После того как пятеро изъявивших желание ему помочь со смехом удалятся, радостно помахав рукой с улицы, он попытается вскрыть почтовый ящик. Заклеила я его на совесть. Сначала он попробует разрезать скотч ножом, но, когда ему это не удастся, возьмет швабру, используя длинную ручку как рычаг. Он уже не церемонится. Через полчаса начинается спектакль. Он пытается открутить дверные петли изнутри. Бесполезно. Он идет на кухню. Ему нужно поесть. Перед глазами все плывет, еще немного, и он упадет в обморок. Он ничего не ел со вчерашнего дня. Он пьет теплое молоко прямо из пакета и открывает морозилку. Там все потекло. Он со всей силы ударяет кулаком по холодильнику. ЧЕ-Е-ЕРТ!
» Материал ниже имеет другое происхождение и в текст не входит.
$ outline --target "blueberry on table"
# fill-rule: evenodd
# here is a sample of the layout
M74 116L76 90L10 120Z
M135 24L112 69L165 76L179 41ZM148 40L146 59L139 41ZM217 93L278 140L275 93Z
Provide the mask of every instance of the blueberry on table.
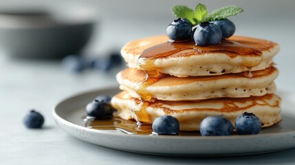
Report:
M218 25L222 32L222 38L228 38L236 31L234 24L228 19L218 20L211 23Z
M252 113L245 112L237 118L235 128L239 135L258 134L261 131L261 122Z
M177 134L179 131L179 122L173 116L163 116L153 121L152 128L158 135Z
M193 37L196 45L207 46L219 43L222 39L222 32L218 25L204 22L197 26Z
M23 124L29 129L39 129L43 123L43 116L34 110L30 111L23 118Z
M69 55L61 61L65 69L72 72L80 72L85 68L85 60L78 55Z
M110 98L106 96L100 96L89 103L86 107L88 116L96 118L111 117L114 109L109 104Z
M190 39L192 29L193 25L190 21L179 18L170 23L166 32L171 42L188 41Z
M200 124L202 136L230 135L233 127L230 120L221 116L209 116L204 119Z

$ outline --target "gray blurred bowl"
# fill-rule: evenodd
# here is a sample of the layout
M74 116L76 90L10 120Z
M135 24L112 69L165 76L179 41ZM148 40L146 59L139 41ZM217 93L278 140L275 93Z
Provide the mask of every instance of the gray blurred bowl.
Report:
M91 36L94 14L85 8L0 10L0 51L25 58L78 53Z

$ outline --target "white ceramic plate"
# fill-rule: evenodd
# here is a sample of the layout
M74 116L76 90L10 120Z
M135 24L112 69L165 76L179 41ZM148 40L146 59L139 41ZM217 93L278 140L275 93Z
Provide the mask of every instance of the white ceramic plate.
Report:
M128 135L118 131L105 131L84 126L81 116L85 107L100 94L113 96L118 88L96 90L74 96L53 110L58 125L70 135L83 141L129 152L177 156L221 156L257 154L295 147L295 107L293 94L283 96L283 119L278 124L263 129L256 135L226 137ZM292 98L288 98L292 97Z

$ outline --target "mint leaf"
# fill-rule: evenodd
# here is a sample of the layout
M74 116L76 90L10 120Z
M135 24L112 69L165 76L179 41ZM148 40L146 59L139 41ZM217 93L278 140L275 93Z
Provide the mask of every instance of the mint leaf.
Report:
M195 8L195 18L197 19L198 21L198 23L201 23L203 20L203 18L204 18L206 16L207 16L208 12L207 12L207 8L206 6L199 3L196 7Z
M186 19L193 25L197 23L194 18L194 12L186 6L175 6L172 8L172 12L176 17Z
M237 15L243 12L243 9L235 6L229 6L217 9L206 16L204 21L212 21L215 20L225 19L228 16Z

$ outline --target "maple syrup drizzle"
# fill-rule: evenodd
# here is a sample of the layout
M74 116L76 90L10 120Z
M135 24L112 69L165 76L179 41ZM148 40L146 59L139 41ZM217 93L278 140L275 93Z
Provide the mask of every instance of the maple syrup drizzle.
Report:
M155 135L151 124L138 125L135 120L125 120L119 118L95 120L83 117L84 126L98 130L114 130L129 135ZM177 135L201 135L199 131L179 131Z
M237 56L255 56L258 60L252 60L252 58L245 58L242 65L247 69L244 76L252 78L251 68L257 66L262 62L262 52L252 47L244 45L236 41L221 41L221 43L211 45L207 47L195 45L193 41L186 42L166 42L150 48L142 52L139 57L139 65L146 72L146 78L136 85L135 91L141 98L140 103L134 109L136 120L142 123L150 121L150 116L146 112L149 106L148 102L152 98L152 95L147 91L147 87L156 82L163 76L159 72L159 67L155 65L155 61L159 58L165 58L172 56L184 50L193 50L196 53L194 55L204 55L207 53L226 53L230 58ZM189 54L188 54L189 55Z

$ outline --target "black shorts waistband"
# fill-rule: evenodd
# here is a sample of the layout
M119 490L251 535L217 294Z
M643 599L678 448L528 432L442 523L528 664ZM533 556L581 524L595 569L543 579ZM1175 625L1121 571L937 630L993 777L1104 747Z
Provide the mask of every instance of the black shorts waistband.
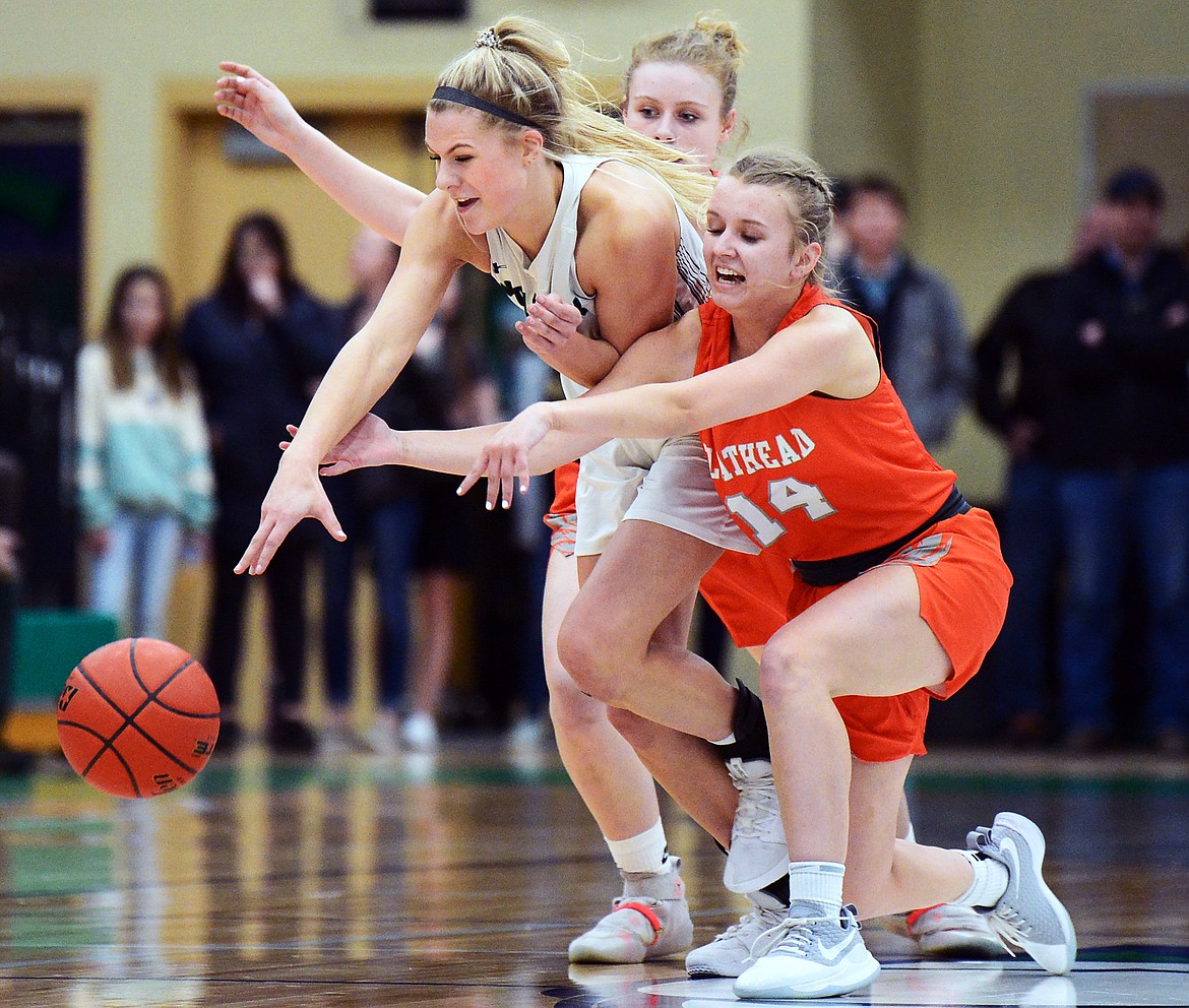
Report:
M894 542L877 546L874 549L864 549L862 553L851 553L849 556L833 556L830 560L793 560L793 569L801 575L806 585L814 588L828 588L831 585L843 585L854 581L864 571L879 567L893 553L906 547L931 525L952 518L955 515L964 515L970 510L970 502L962 496L962 491L955 484L950 496L937 512L913 529L908 535L900 536Z

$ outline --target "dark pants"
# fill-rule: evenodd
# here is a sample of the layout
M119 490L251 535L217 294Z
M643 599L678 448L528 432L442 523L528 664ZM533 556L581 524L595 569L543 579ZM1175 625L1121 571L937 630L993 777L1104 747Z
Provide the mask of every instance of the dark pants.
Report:
M233 706L244 644L244 606L249 575L235 574L247 540L216 528L213 542L214 600L207 625L206 667L219 699ZM268 593L272 648L272 710L301 701L306 682L306 547L290 535L264 574L252 575ZM257 672L257 670L253 670Z
M1112 660L1134 550L1146 655L1130 647L1127 666L1146 657L1146 729L1189 729L1189 465L1063 472L1057 493L1068 556L1058 664L1065 727L1113 726Z
M1045 714L1052 664L1052 597L1061 529L1057 477L1048 462L1012 462L1000 518L1004 560L1012 571L1007 617L995 642L996 706L1004 720Z
M323 549L326 692L334 704L345 704L351 695L356 555L357 547L370 543L380 619L379 701L391 708L404 692L409 664L409 579L421 529L421 505L401 500L364 511L345 493L336 494L333 502L347 541L327 537Z

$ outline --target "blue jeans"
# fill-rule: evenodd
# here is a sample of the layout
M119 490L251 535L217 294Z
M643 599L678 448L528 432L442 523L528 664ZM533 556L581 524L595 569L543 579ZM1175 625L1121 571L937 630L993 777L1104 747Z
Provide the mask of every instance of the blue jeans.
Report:
M361 514L347 494L336 494L334 509L347 541L332 540L323 554L322 654L327 697L333 704L346 704L351 695L356 547L370 542L380 620L379 703L391 708L404 692L409 663L409 580L421 508L415 500L402 500Z
M1145 727L1189 727L1189 464L1067 472L1058 498L1068 567L1058 659L1065 727L1111 727L1131 549L1145 592Z
M996 707L1006 722L1045 713L1049 607L1059 554L1057 479L1048 462L1018 459L1007 477L1000 518L1012 594L995 642Z
M119 509L109 533L92 566L90 609L115 616L125 634L164 638L182 523L176 515Z

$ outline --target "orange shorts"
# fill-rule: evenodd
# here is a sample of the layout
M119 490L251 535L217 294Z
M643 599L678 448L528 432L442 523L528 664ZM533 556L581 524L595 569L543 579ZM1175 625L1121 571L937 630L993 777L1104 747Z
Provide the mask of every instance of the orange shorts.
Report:
M785 623L841 587L806 585L787 560L774 562L774 556L724 554L703 579L703 596L740 647L766 643ZM924 755L930 698L951 697L979 670L1004 624L1012 585L990 515L977 508L933 525L881 566L891 563L912 565L920 616L949 655L952 670L935 689L835 699L851 754L869 763ZM779 622L774 598L785 599Z
M566 462L553 471L553 503L545 515L545 523L553 530L549 548L562 556L574 555L578 537L578 461Z

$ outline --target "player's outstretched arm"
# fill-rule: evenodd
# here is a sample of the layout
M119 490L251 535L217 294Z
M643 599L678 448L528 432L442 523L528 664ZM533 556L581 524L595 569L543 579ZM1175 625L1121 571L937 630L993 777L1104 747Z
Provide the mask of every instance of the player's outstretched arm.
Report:
M476 455L504 427L503 423L492 423L460 430L392 430L378 416L367 414L322 456L319 472L321 475L341 475L369 466L400 465L463 475L472 468ZM296 436L296 427L289 424L285 429L290 436ZM281 451L288 451L291 443L282 441ZM533 475L552 472L597 448L598 443L584 434L553 433L526 453L524 466ZM473 483L470 480L459 492L465 492ZM489 492L487 510L495 506L495 492Z
M215 108L262 143L288 157L334 202L389 241L404 244L414 212L426 194L348 155L310 126L284 92L246 63L225 61Z

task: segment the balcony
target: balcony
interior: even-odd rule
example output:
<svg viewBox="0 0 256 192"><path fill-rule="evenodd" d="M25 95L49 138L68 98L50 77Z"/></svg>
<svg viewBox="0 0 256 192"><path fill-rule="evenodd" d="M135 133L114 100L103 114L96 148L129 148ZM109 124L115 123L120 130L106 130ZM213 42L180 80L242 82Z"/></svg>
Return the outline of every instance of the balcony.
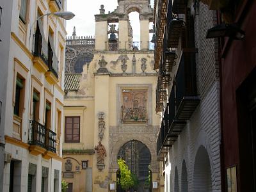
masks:
<svg viewBox="0 0 256 192"><path fill-rule="evenodd" d="M125 42L126 51L140 51L141 42Z"/></svg>
<svg viewBox="0 0 256 192"><path fill-rule="evenodd" d="M189 120L200 102L196 89L196 74L195 52L184 52L175 78L175 118Z"/></svg>
<svg viewBox="0 0 256 192"><path fill-rule="evenodd" d="M40 33L34 35L33 45L34 66L39 72L44 73L49 70L48 52L46 40Z"/></svg>
<svg viewBox="0 0 256 192"><path fill-rule="evenodd" d="M29 152L43 154L45 159L55 156L56 134L35 120L29 121L28 144Z"/></svg>
<svg viewBox="0 0 256 192"><path fill-rule="evenodd" d="M52 12L60 12L62 9L62 0L50 0L49 6Z"/></svg>

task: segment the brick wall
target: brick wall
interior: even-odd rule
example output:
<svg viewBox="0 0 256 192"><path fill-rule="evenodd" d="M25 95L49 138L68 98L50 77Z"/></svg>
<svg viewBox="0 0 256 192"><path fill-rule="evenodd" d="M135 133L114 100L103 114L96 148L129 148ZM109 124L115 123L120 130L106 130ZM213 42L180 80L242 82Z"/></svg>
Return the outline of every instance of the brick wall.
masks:
<svg viewBox="0 0 256 192"><path fill-rule="evenodd" d="M193 3L190 4L193 10ZM198 49L196 58L197 86L201 101L169 151L168 159L171 163L169 163L168 167L166 168L168 172L166 172L165 174L168 175L171 179L170 191L174 191L175 170L177 166L180 189L182 164L184 160L188 177L188 191L197 192L196 191L198 191L198 188L195 189L194 188L196 185L200 185L202 188L205 187L209 189L209 186L204 186L207 185L205 183L194 183L194 179L196 179L194 178L195 161L198 148L201 147L206 150L206 154L209 156L212 190L220 191L220 114L218 42L205 39L207 29L216 23L216 12L209 11L206 5L200 3L199 10L195 12L194 15L195 45ZM204 159L207 158L203 159ZM207 161L207 159L205 161ZM202 164L204 163L202 162Z"/></svg>

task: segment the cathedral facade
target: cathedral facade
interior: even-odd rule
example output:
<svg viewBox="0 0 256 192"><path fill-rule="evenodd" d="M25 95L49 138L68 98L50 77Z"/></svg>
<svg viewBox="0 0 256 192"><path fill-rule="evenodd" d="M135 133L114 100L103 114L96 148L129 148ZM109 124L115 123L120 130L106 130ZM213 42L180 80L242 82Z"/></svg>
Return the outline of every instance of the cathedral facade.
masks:
<svg viewBox="0 0 256 192"><path fill-rule="evenodd" d="M129 22L134 11L140 42ZM63 179L72 191L122 191L123 159L139 181L132 191L161 191L153 9L149 1L118 0L95 17L95 38L76 37L74 29L67 39Z"/></svg>

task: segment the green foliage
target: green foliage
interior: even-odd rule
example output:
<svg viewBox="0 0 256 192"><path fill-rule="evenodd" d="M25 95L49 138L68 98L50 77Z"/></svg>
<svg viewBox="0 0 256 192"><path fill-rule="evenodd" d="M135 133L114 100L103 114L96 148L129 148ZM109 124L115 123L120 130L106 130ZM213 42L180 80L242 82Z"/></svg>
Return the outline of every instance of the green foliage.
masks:
<svg viewBox="0 0 256 192"><path fill-rule="evenodd" d="M117 160L121 174L121 188L124 190L133 187L136 187L139 184L139 180L135 174L131 172L128 166L124 159Z"/></svg>
<svg viewBox="0 0 256 192"><path fill-rule="evenodd" d="M61 192L66 192L68 188L68 183L64 180L61 180Z"/></svg>

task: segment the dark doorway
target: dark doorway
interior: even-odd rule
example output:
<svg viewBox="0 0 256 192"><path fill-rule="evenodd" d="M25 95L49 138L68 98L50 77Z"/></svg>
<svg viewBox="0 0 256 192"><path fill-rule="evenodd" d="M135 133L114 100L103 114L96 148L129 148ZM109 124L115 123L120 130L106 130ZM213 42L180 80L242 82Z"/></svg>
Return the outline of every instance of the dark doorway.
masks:
<svg viewBox="0 0 256 192"><path fill-rule="evenodd" d="M129 169L137 176L139 180L138 187L131 189L130 191L151 192L152 172L148 168L151 156L148 148L139 141L131 140L121 147L118 154L118 159L120 158L125 161ZM116 173L118 177L118 171ZM122 191L119 189L117 191Z"/></svg>
<svg viewBox="0 0 256 192"><path fill-rule="evenodd" d="M241 191L256 191L256 68L236 93Z"/></svg>

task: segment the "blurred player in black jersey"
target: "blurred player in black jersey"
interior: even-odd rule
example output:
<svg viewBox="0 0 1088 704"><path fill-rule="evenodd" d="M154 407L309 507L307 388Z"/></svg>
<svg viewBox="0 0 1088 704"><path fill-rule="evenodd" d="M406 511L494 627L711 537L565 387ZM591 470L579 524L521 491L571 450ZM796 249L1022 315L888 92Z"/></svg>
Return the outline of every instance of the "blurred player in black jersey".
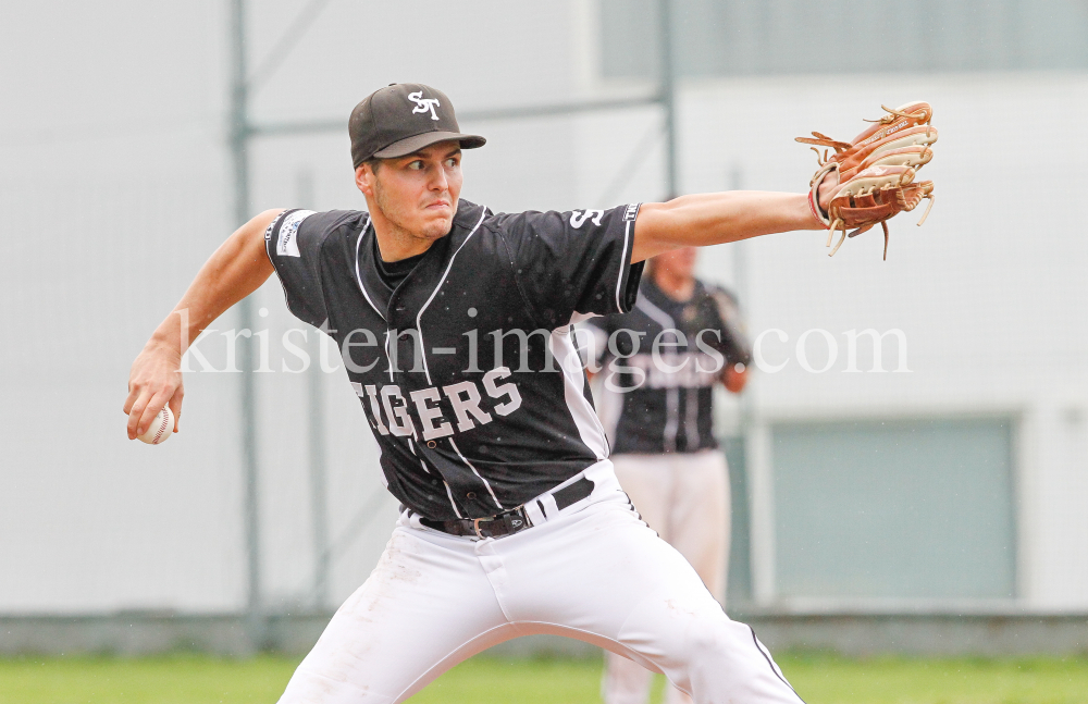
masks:
<svg viewBox="0 0 1088 704"><path fill-rule="evenodd" d="M694 247L654 257L634 310L589 325L620 485L725 604L729 480L714 437L714 386L744 388L751 347L735 299L695 279L695 258ZM607 704L645 704L650 671L613 654L607 663ZM670 689L668 701L691 700Z"/></svg>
Дочитав «Тени и дождь» до последней страницы, я звоню в билетную кассу Драматического театра. Автоответчик сообщает мне, что сегодняшняя премьера «Трехгрошовой оперы» отменена. В связи с внезапной болезнью одного из актеров. Вместо этого вниманию зрителей предлагается спектакль «Смерть коммивояжера».
Значит, он все еще сидит взаперти. Вот и хорошо.
— Белла, странное дело. Нигде не могу найти украшения Ирмы. Хотя чего от нее ждать, вполне могла подложить их кому-нибудь в почтовый ящик. Она ведь и до «Гулльвивана» была чуток не в себе. Да, так странно перебирать все ее вещи. Мебель, одежду, всякую мелочевку. Целая жизнь, которая теперь отправится на помойку. Фотографии людей, которых я не знаю. Письма, которые, наверное, были ей дороги, старые билеты в кино, засушенный цветок. Разве можно такое выбрасывать? Нельзя забывать, что жизнь — это не генеральная репетиция, жизнь — это сам спектакль, как любит говаривать Свен-Бертиль Тоб[47]
.— Что? Свен-Бертиль Тоб? Это он сказал?